Wie machen Sie neuere Komponisten dem Publikum schmackhaft?
Wir haben zweimal John Adams im Programm, darunter seinen Foxtrott "The Chairman Dances", den wir mit Beethovens 7. Sinfonie kombinieren. Ich habe viel amerikanische Musik dirigiert und weiß, dass Adams' Mischung aus Minimalismus und mittelalterlicher Mystik beim Publikum gut ankommt. Auch im letzten Philharmonischen Konzert dieser Saison dirigiere ich Werke von lebenden Komponisten, die zünden. Christian Lindberg bläst sein unglaublich temporeiches Posaunenkonzert, in dem die Grenzen zwischen Klassik und Jazz verschwimmen. Und Jonny Greenwood, der Gitarrist der Alternative-Rockband Radiohead, bewegt sich nicht nur in seiner Norwegischen Holzbläser-Suite sehr erfolgreich auch auf klassischem Gebiet. Da kann keiner mehr sagen: Klassik ist verstaubt und hat mit meinem Leben nichts zu tun.

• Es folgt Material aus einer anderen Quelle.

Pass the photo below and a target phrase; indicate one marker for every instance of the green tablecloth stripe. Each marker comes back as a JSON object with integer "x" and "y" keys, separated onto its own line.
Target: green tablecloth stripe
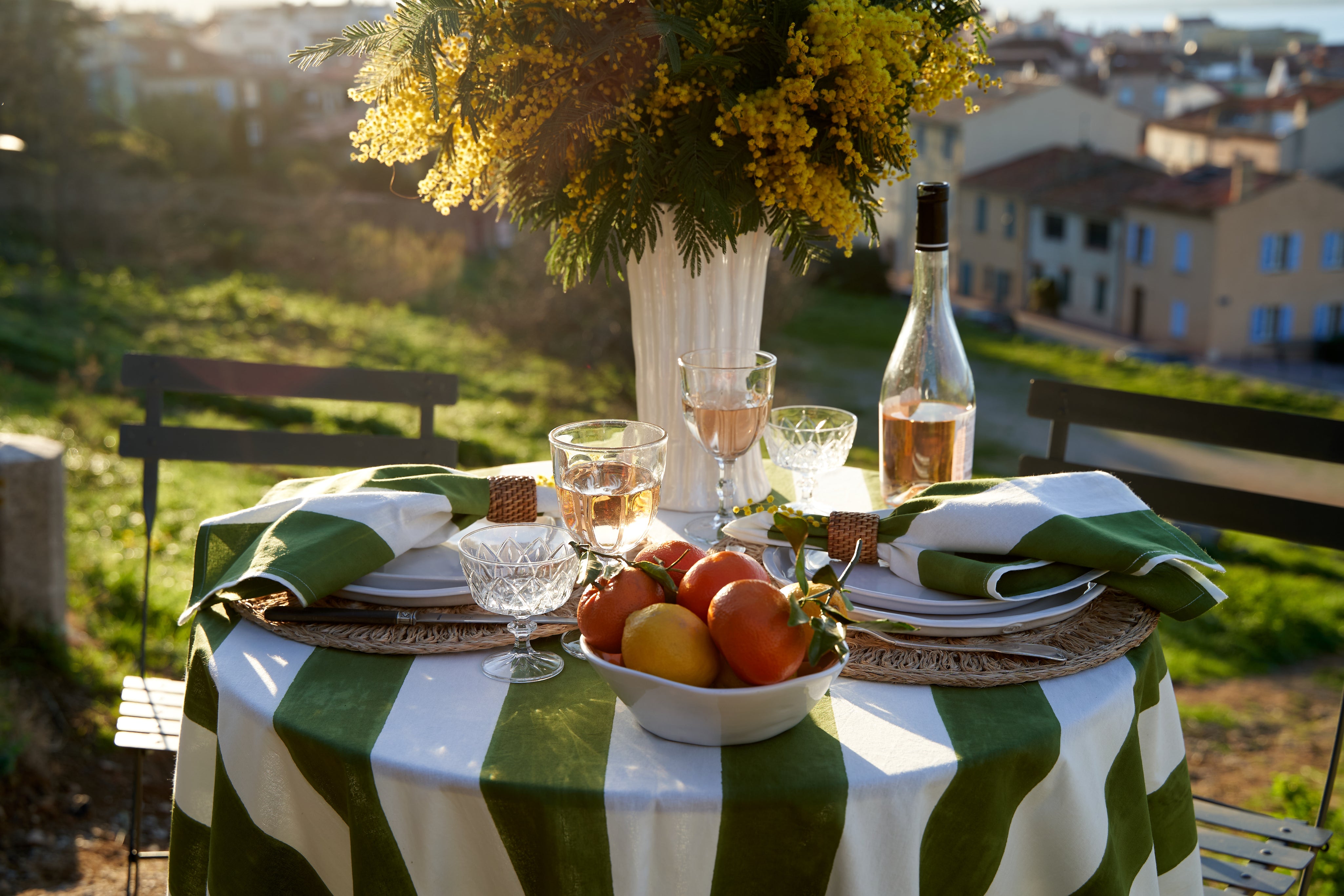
{"x": 330, "y": 719}
{"x": 201, "y": 703}
{"x": 777, "y": 839}
{"x": 542, "y": 781}
{"x": 1173, "y": 813}
{"x": 1150, "y": 669}
{"x": 1007, "y": 741}
{"x": 190, "y": 848}
{"x": 248, "y": 862}
{"x": 1130, "y": 836}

Wie ist denn die Stimmung im Orchester? Hat die Tournee durch Südkorea für neue Impulse gesorgt?
Jede Tournee ist ein Motivationsgenerator. Und die letzte nach Estland lag schon mehr als zehn Jahre zurück. Zehn Tage zusammenzuleben, das verbindet. In Südkorea ist das Verständnis für europäische Musik sehr hoch. Dort haben wir Konzerthäuser gesehen, in denen alles perfekt war. Und ein hochkonzentriertes Publikum, in dem sehr viele junge Leute saßen. Wir sind mit sehr viel Energie und voller neuer Eindrücke und Impulse zurückgekehrt.
Haben Sie sich gefragt, wie das kommt?
Natürlich. In Südkorea wird jeder Jugendliche ab dem 14. Lebensjahr verpflichtet, zweimal im Jahr ein klassisches Konzert zu besuchen. Offenbar genügt das schon, um Interesse zu wecken. Vielleicht ließe sich eine ähnliche Idee auch für Deutschland entwickeln, natürlich nicht als Pflicht, aber als festes Angebot von Schulen oder anderen Institutionen.